Ugandan Diaspora News Online is an independent, non political news portal primarily aimed at serving Ugandans who work and reside outside Uganda. Our aim is to be a one stop shop for everything Ugandan and the celebration of our Ugandan heritage.


    James William Mugeni

    I am new in the diaspora but having lived in Uganda for the last 52 years I feel the only hope for Uganda is us now. We need to up our actions for Uganda and I am interested in those who believe we can do something in Uganda for Ugandans.


    Good luck William and thank you Ronnie for giving back to your country. Some of us who have lived in the Diaspora for decades have tried it but always with disappointment. I don’t think we can do much with the current regime patched in power but as the saying goes on. Never give up on your country.

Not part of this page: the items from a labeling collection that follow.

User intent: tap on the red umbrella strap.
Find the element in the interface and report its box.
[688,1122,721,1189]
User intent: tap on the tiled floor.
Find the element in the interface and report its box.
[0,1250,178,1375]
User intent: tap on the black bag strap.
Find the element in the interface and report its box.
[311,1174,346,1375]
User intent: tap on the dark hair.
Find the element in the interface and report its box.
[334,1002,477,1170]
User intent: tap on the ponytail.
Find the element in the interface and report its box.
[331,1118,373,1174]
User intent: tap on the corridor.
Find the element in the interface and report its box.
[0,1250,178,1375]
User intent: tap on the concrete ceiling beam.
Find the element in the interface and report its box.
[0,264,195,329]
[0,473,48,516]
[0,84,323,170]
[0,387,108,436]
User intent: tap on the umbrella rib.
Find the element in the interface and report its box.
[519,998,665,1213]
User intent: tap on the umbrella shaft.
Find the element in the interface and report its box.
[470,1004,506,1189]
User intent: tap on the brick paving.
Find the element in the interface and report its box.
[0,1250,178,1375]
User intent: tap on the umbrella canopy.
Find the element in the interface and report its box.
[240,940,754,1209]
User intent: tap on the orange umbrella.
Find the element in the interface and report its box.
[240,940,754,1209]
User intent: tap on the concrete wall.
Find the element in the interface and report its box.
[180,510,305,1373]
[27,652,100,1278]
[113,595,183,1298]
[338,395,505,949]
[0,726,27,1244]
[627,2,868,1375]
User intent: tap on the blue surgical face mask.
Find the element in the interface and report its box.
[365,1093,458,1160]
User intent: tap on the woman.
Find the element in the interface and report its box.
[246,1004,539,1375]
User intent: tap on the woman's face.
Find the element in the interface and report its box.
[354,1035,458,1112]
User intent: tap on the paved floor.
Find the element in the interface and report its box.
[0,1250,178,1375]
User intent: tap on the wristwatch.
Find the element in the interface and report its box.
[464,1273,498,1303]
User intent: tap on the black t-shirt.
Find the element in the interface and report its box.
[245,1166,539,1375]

    We must now take a major step to remove m7 from power by any other means since #Elections are a mere ritual to perpetuate his grip on power…We must mobilize all resources against m7 and his family of thugs, make m7 and family a political taboo in our society,work with all our brothers and sisters in the struggle;ADF/LRA to dismantle and eliminate m7 and family from our Motherland…
    Going-Forward, we declare HE Dr.Besigye our President and support him in all ways,hang his portrait in our houses and private Offices….
    An old thug-m7, in his late 70s can not defeat our generation…lets put him where he belongs….
    #One Uganda-One People


      Hmmm Paul you cannot mean that; I cant believe you cant see beyond the sentiment for KB. Yes he may represent courage to confront but not the change you or Uganda desire. What ever you seem to see wrong with yellow, you will see the same in blue if they took the seat. KB is as old as President Museveni and cannot demonstrate a different structure. Labour in UK sat hopeless and helpless until Tony Blair surfaced. They have again come to the same Situ. Until FDC evolve, forget about being defiant coz it wont achieve anything different from what it is now. Start from the grassroots and soon yu will see that what Kennedy said is still true..’Ask not what The country can do for you ..What can you do for the country? what is it today YOU are doing that is adding to the fortune of an ordinary Ugandan or the economy Let us leave sentiment out of it


    Hmm Paul, contribute lots but kindly keep ADF out of your proposals. You may disfigure the reader’s perception about you and your proposals.
    My cent!


    It is our duty as Ugandans to stand up in defiance and fight M7 regime. Besigye is not a good choice either, he may be worse than M7. For someone who vowed not to run again, then he turned around and he did, what does that tell you? People in Uganda are fed up but they are scared of harassment and potential arrest. We the Ugandan in diaspora, we need to work with our brothers and sisters back home to up root this dictator, but the big question is that how can we come together and achieve that goal??

    peter kato

    mayanja… I thought in your previous article you insinuated that mu7 would win without any problem because he had outspent his opponents, etc….blah, bhal, blah, –what happened then. Olya mulirime ne muluzise ..boyie

    Dr Kabugo Blasio

    Thanks Ronnie, it was great work, and was very happy seeing a fellow Buddonian serve his nation.
    U did your part , thx the rest we leave to God.


    Good work Ronnie. The “result” was a foregone conclusion before the ballot boxes were stuffed with pre-ticked papers. It is a military regime and they ain’t changing. Long way to go.